## Water Quality Prediction Project Proposal
### Introduction

Water is one of the main basic needs humans need to survive, though many regions around the globe have limited access to clean, safe drinking-water. A body of water's potability can be determined using a range of water quality metrics, each serving as indicators as to whether or not the water is safe to drink, or in other words, potable.

For this project, we will be utilizing the 'water_potability.csv' file retrieved from the [Water Quality dataset](https://www.kaggle.com/datasets/adityakadiwal/water-potability/data) on Kaggle, which consists of water quality metrics from 3276 distinct water bodies. 

<br>


Our **objective** with this project is to answer this question:


> **Can we predict the potability of water based on its quality metrics?**
   

<br>

The **variables** of this dataset are detailed below:

- **pH Value:** A measure of how acidic or alkaline water is (values fall within the WHO's recommended limits).

- **Hardness:** Indicates the presence of calcium and magnesium salts, which are vital determinants of water's ability to precipitate soap.

- **Solids (Total Dissolved Solids - TDS):** Denotes the concentration of dissolved minerals in water, affecting its taste and appearance.

- **Chloramines:** The concentration of disinfectants, primarily used in public water systems (chlorine and chloramine). Chlorine levels up to 4mg/L are considered safe in drinking water.

- **Sulfate:** Found in many natural sources (groundwater, plants, food, etc.). Concentration varies greatly.

- **Conductivity:** A measure of water's ability to conduct electric current, primarily determined by the amount of dissolved solids in water. Pure water is not a good conductor, and WHO standards state that EC (electrical conductivity) should not exceed 400 μS/cm. 

- **Organic_carbon (Total Organic Carbon - TOC):** A measure of the total amount of carbon in organic compounds in pure water. Comes from decaying natural organic matter and synthetic sources. 

- **Trihalomethanes (THMs):** Chemicals that might be present in water that has been treated with chlorine. Concentration fluctuates according to level of organic material in the water, the temperature of the water, and the amount of chlorine needed to treat the water.

- **Turbidity:** The amount of solid matter suspended in water, influencing the water's transparency. A measure of light emitting properties of water. WHO recommends a value of 5.00 NTU.

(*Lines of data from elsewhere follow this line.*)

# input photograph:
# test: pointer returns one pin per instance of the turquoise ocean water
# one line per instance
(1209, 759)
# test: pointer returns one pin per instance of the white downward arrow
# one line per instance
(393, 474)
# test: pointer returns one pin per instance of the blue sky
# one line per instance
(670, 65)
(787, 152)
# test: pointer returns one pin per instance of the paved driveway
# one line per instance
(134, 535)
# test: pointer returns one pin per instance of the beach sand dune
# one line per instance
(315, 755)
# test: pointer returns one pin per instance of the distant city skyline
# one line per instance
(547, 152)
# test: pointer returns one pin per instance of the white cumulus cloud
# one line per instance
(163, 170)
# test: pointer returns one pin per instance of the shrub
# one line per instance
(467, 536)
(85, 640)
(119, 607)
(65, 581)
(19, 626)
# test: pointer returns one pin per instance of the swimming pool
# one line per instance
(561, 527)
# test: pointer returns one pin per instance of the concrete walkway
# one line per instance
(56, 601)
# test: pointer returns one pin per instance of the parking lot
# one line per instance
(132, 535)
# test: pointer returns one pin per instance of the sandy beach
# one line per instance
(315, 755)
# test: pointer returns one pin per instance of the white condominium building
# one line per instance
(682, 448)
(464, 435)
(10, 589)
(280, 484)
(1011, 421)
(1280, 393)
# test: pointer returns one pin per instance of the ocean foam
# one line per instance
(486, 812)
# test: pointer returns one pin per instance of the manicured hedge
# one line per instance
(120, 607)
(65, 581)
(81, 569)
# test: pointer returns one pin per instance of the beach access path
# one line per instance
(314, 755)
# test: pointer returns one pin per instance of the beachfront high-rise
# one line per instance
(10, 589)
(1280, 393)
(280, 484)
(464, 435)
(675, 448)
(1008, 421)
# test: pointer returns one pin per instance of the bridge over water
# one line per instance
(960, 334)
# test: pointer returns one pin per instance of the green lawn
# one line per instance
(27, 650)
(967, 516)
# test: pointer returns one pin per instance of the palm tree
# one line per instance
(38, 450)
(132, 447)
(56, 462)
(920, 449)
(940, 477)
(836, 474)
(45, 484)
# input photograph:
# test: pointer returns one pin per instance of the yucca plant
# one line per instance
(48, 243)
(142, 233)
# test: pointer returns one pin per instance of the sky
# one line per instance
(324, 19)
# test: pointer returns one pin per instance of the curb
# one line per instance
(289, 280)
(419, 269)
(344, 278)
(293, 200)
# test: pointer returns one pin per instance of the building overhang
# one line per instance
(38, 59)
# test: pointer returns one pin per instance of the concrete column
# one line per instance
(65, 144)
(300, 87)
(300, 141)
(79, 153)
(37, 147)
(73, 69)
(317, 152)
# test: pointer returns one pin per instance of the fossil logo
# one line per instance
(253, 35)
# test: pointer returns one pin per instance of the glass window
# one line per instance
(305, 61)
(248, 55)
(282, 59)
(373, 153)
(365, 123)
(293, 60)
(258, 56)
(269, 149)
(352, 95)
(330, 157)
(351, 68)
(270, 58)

- **Potability:** Indicates if water is safe for human consumption or not. '1' is potable, '0' is not potable. 




### Preliminary exploratory data analysis
To begin, we read the data from the web into Python and imported everything we could potentially require. Due to Kaggle's security/authentication methods, we uploaded the dataset file to Google Drive and created a share link with public access. This way, we did not have to directly upload the file into Jupyter or utilize the Kaggle API command. We then went on to clean and wrangle the data and split the data into training and testing sets.

In [61]:
#import commands
import altair as alt
import numpy as np
import pandas as pd
from sklearn import set_config
from sklearn.compose import make_column_transformer
from sklearn.metrics.pairwise import euclidean_distances
from sklearn.model_selection import (
    GridSearchCV,
    RandomizedSearchCV,
    cross_validate,
    train_test_split,
)
from sklearn.neighbors import KNeighborsClassifier
from sklearn.pipeline import make_pipeline
from sklearn.preprocessing import StandardScaler
from sklearn.utils import resample
from sklearn.impute import SimpleImputer

# Simplify working with large datasets in Altair
alt.data_transformers.disable_max_rows()

# Output dataframes instead of arrays
set_config(transform_output="pandas")

In [62]:
raw_water_data = pd.read_csv('https://drive.google.com/uc?id=13N4nBi8cZCQUQambCexi0-XArwSghdrj')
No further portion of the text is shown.